The Supreme Court has clarified that tribunals are not meant to be rubber stamps for creditors; they must consider whether there is a genuine dispute or whether the business can be revived. Sadly, many small and medium enterprises are still pushed into insolvency proceedings prematurely, not because they are fundamentally unviable, but because the bank sees the IBC as an easy hammer to extract repayment.
The plight of small borrowers and MSMEs is particularly heartbreaking. These businesses form the backbone of the Indian economy, providing jobs and supporting local communities, yet they are the most vulnerable to external shocks. Recognising this, the government and RBI have issued frameworks to provide special relief for MSMEs in distress, including simplified restructuring mechanisms.
Still, many banks fail to apply these measures and instead choose the harshest route available, leaving business owners devastated. In some cases, a factory built with decades of hard work is auctioned off in weeks, destroying not only the business but also the livelihoods of employees and families connected to it.

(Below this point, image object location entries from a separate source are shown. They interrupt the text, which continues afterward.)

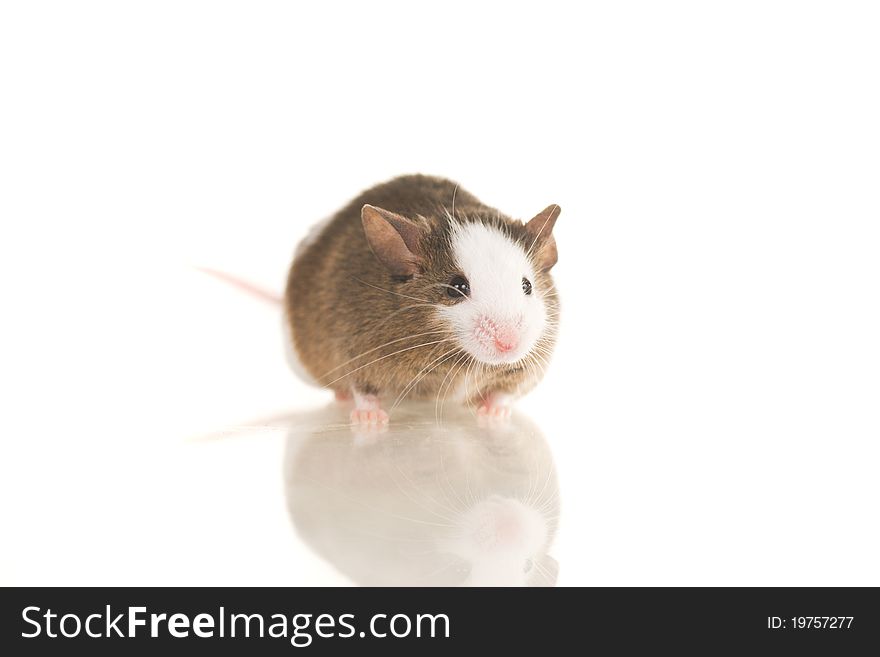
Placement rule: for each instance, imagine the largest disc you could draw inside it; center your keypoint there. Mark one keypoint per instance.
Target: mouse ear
(539, 230)
(395, 240)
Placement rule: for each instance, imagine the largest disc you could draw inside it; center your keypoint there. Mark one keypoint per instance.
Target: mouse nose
(505, 341)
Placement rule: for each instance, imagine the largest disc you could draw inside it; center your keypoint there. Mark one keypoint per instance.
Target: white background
(713, 404)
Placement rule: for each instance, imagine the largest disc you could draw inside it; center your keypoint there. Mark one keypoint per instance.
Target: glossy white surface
(710, 416)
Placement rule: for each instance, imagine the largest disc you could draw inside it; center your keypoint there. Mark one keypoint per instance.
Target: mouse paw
(494, 407)
(367, 413)
(369, 417)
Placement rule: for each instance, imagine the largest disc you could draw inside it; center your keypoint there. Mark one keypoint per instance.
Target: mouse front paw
(495, 406)
(367, 413)
(369, 417)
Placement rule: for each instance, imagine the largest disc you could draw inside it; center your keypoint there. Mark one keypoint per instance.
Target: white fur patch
(494, 266)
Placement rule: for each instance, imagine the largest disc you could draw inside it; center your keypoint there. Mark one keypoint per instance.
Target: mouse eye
(458, 288)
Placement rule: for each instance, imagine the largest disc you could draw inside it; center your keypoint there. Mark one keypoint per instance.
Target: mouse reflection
(422, 504)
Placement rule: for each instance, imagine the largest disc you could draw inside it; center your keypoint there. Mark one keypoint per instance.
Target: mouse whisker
(430, 367)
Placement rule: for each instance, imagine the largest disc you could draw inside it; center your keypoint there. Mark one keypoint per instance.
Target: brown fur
(343, 305)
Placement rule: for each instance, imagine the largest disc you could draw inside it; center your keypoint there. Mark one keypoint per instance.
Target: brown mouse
(417, 289)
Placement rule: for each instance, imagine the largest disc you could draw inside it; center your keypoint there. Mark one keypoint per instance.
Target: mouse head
(487, 277)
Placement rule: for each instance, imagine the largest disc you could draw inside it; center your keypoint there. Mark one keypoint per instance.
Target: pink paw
(369, 417)
(495, 407)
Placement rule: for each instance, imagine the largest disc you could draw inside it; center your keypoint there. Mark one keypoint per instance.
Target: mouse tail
(245, 286)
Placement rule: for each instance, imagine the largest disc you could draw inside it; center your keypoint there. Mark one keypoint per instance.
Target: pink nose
(505, 341)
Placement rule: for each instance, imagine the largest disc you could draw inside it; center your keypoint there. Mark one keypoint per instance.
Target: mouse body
(416, 289)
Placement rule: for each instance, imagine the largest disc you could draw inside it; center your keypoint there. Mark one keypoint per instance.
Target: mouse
(416, 289)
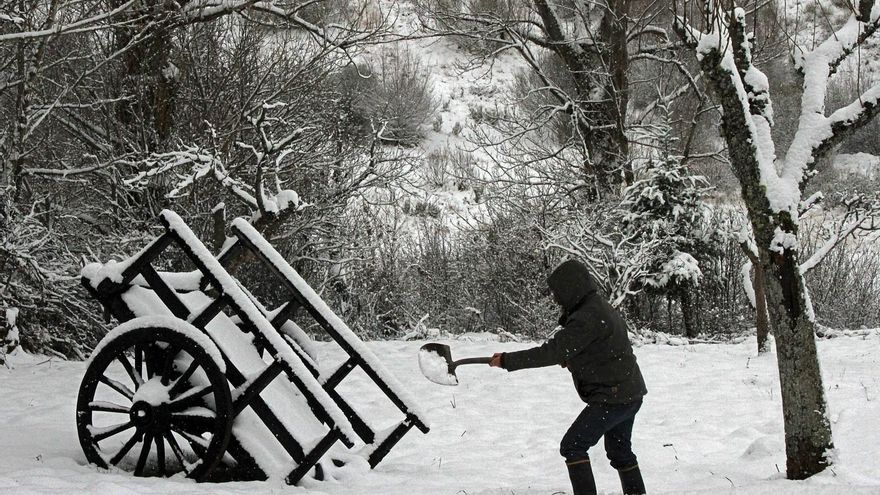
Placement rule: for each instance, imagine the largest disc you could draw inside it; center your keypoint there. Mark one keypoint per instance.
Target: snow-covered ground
(712, 423)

What is important for borrowers to know is that they are not powerless. The law provides remedies. Under SARFAESI, borrowers can approach the Debts Recovery Tribunal to challenge wrongful actions, point out procedural defects, and seek relief from possession or auction. Under the IBC, admission of a case can be resisted if the company is fundamentally solvent or if there is a genuine dispute about the debt.
Courts have also intervened when banks act mechanically, when notices are flawed, or when valuations are questionable. Beyond the courts, there are frameworks for restructuring, particularly for MSMEs, which borrowers can invoke to seek fair resolution instead of liquidation.